The Ikea monkey was spotted 10 years ago. This is where he is now
Published Friday, December 9, 2022 2:45PM EST
Last Updated Friday, December 9, 2022 2:45PM EST
A monkey cloaked in a tiny shearling coat was found roaming an Ikea in Toronto 10 years ago to date and in that time, he’s regained his freedom, his current owner says.
Dubbed the “Ikea Monkey,” Darwin, a Japanese macaque, was around six months old when he escaped from his crate, unlocked his owner’s car door and walked out into the Ikea parking lot in North York on Dec. 9, 2012.
The rarity of the sighting aroused international headlines, placing Darwin in the spotlight. But Daina Liepa, executive director of Story Book Farm Primate Sanctuary, said he’s spent his time since indulging in a contrasting trait: shyness.
“His previous owner took him on a leash with her to the office. As I see it, now he has the choice and that’s the choice he makes,” Liepa said.
After Darwin’s Ikea outing, his former owner was charged for having a prohibited animal in the city and faced a $240 fine.

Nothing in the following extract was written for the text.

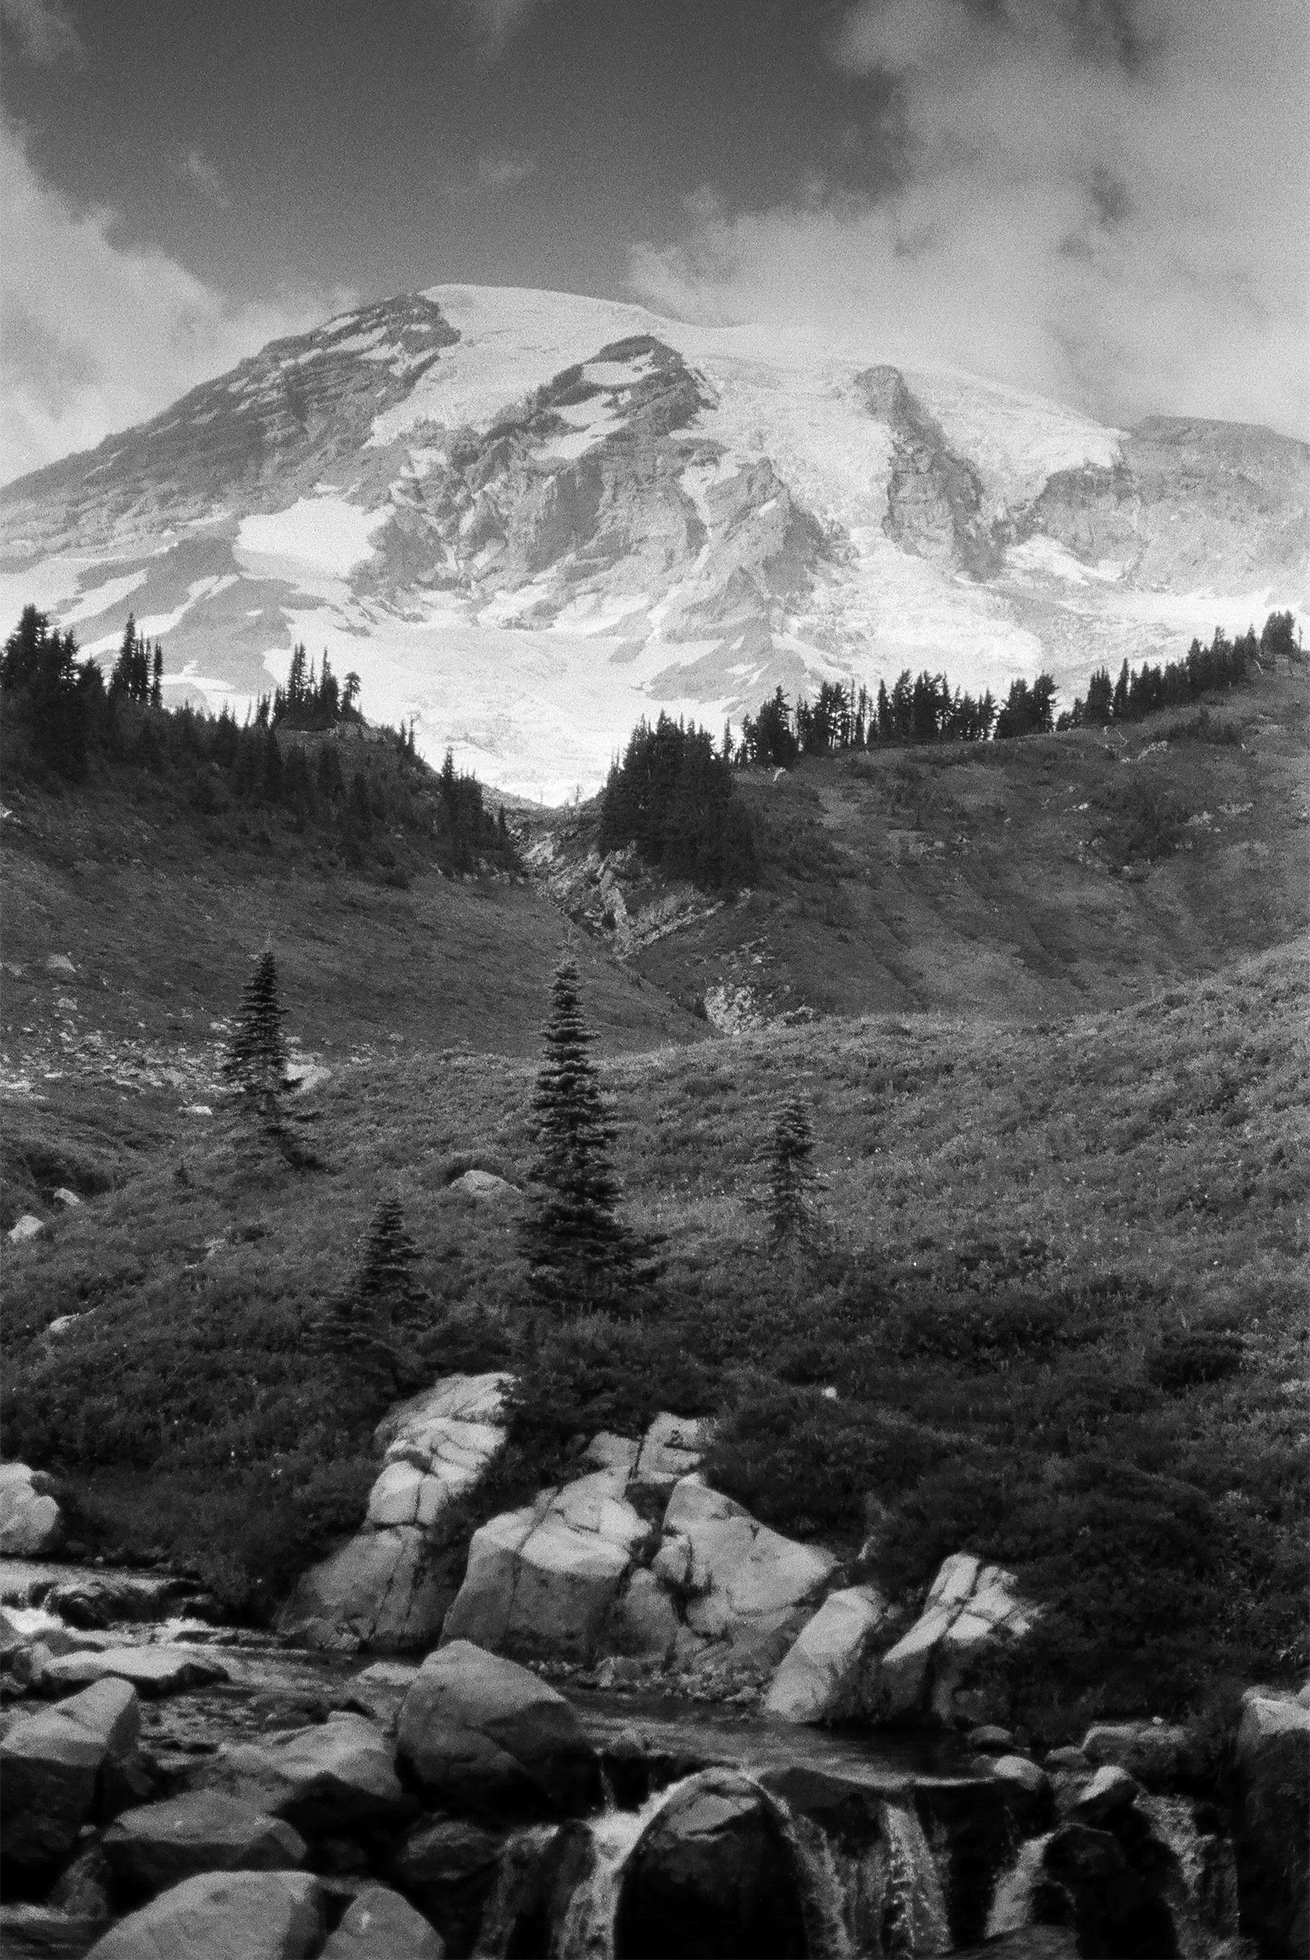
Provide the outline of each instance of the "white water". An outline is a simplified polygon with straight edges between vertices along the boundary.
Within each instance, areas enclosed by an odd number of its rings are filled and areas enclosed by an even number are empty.
[[[998,1933],[1017,1933],[1032,1923],[1033,1891],[1042,1875],[1042,1862],[1052,1833],[1029,1838],[1019,1846],[1019,1856],[1008,1872],[996,1881],[992,1907],[987,1915],[987,1938]]]
[[[879,1825],[885,1858],[880,1913],[883,1953],[887,1960],[949,1953],[946,1900],[918,1812],[912,1803],[884,1803]]]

When animals are bred for the exotic animal trade, they are taken away from their mothers from almost the moment they are born, Liepa explained. Until he arrived, she says the sanctuary believes he was never around other animals.
“He was understandably very shy when he came to us. Imagine for a 6-month-old human baby what it’s like to just be plunked somewhere else,” Liepa said.
But now, surrounded by 25 other monkeys and lemurs in his Sunderland, Ont. home, he has the agency and mentorship that seemed to be absent in the early days of his life.
“The big difference of him being at [a] sanctuary is he can go inside and outside when he likes … he always has the freedom,” Liepa said.
She noted that over the course of the last decade, little has changed about the laws surrounding exotic animal ownership in Ontario.
Currently, the province bans orcas and pit bulls as pets, but thousands of other exotic animals, including tigers, lions and venomous snakes are permitted, as long as they are not banned by municipalities.
But as for Darwin, Liepa said he’s come a long way.
“Darwin came from a life at the end of a leash wearing clothes and a diaper to a life where he chooses when he wants to go outdoors in the company of other monkeys.”